Unified Compression Ratio Analysis:
- Function: Quantifies end-to-end compression effectiveness.
- Mechanism: Prefill complexity is reduced from \(O(TNLd^2)\) to \(O(TGLd^2)\); storage is reduced from \(O(TN \cdot d \cdot 16)\) bits to \(O(TG \cdot d \cdot 4)\) bits, yielding a combined compression ratio of \(4N/G \approx 15.7\times\) (with \(N=196, G=50\)).
- Design Motivation: The budget \(G\) simultaneously controls computation and storage, achieving dual compression.

Loss & Training¶

A fully training-free method that can be directly applied to existing VLMs (e.g., LLaVA-OV-7B).

Key Experimental Results¶

Main Results¶

Metric	StreamingTOM	Prev. SOTA (LiveVLM)	Gain
KV-cache compression ratio	15.7×	—	—
Peak memory	—	—	1.2× lower
TTFT	—	—	2× faster
Offline average accuracy	63.8%	~61%	+2.8%
RVS accuracy	55.8%	~54%	+1.8%

Ablation Study¶

Configuration	Key Metric	Note
CTR only	Memory uncontrolled	Prefill accelerated but KV-cache remains unbounded
OQM only	Latency unchanged	Storage compressed but prefill unaffected
CTR + OQM	Both optimized	Both stages are indispensable
Varying budget \(G\)	\(G=50\) optimal	Lower \(G\) degrades accuracy; higher \(G\) insufficient compression

Key Findings¶

KV-cache for a 1-hour video is reduced from 18.8 GB to 1.2 GB; bounded growth makes infinite streaming video theoretically feasible.
The dual-path design in CTR is critical: pure clustering or pure selection each underperforms the hybrid strategy.
Achieves training-free SOTA simultaneously on both offline and streaming benchmarks.

Highlights & Insights¶

The core contribution lies in identifying the insight that "the pre-LLM and post-LLM stages constitute two independent bottlenecks that must be addressed separately." The frame-aligned group abstraction bridges the two stages, enabling token reduction and storage optimization to be decoupled yet coordinated — an elegant design with practical significance.
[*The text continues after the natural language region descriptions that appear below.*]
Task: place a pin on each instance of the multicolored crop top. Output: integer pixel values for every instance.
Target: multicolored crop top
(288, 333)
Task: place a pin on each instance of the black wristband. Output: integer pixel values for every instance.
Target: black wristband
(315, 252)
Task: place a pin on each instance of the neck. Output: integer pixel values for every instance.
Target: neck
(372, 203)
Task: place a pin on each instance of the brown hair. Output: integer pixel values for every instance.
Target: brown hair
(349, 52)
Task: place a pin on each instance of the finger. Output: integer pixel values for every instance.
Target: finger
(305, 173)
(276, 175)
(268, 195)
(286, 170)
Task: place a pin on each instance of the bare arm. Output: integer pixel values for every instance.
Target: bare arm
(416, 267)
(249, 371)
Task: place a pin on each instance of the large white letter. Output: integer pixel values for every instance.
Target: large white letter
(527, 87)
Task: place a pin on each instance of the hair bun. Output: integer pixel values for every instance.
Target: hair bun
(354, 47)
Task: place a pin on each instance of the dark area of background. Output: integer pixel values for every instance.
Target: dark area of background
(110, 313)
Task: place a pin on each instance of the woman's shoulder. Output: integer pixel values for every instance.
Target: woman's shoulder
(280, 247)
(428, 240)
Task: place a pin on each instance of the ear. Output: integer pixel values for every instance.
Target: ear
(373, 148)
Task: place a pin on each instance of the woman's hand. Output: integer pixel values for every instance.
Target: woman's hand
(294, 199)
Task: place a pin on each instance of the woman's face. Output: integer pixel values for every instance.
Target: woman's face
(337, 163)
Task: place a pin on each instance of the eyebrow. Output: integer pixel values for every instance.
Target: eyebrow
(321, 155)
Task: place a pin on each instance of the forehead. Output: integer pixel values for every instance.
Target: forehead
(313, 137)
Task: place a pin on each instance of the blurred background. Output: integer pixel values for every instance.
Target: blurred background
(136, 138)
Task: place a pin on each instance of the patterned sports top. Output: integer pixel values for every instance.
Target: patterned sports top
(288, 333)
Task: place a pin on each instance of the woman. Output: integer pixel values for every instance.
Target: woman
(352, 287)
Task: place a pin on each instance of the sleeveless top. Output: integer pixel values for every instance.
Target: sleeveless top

Limitations & Future Work¶

4-bit quantization may introduce quality loss in scenarios demanding extreme precision.
The cosine similarity-based classification over adjacent frames may miss critical changes in fast-motion scenes.
The fixed budget \(G\) does not adapt to content complexity.
The effectiveness of CTR/OQM as plug-and-play modules has not been validated on training-based methods.

vs. LiveVLM: Addresses only KV-cache management (post-LLM); StreamingTOM is the first to also optimize at the pre-LLM level.
vs. FastV/TokenPacker: Designed for single images or offline video; require global information and thus do not satisfy the causal constraint of streaming scenarios.

Rating¶

Novelty: ⭐⭐⭐⭐ First to simultaneously resolve dual-level efficiency bottlenecks; the combination of causal token reduction and 4-bit quantized memory is novel.
Experimental Thoroughness: ⭐⭐⭐⭐ Achieves SOTA on both offline and streaming benchmarks with comprehensive efficiency metrics.
Writing Quality: ⭐⭐⭐⭐ Problem definition is clear and mathematical derivations are complete.
Value: ⭐⭐⭐⭐⭐ Addresses core deployment pain points for streaming video VLMs.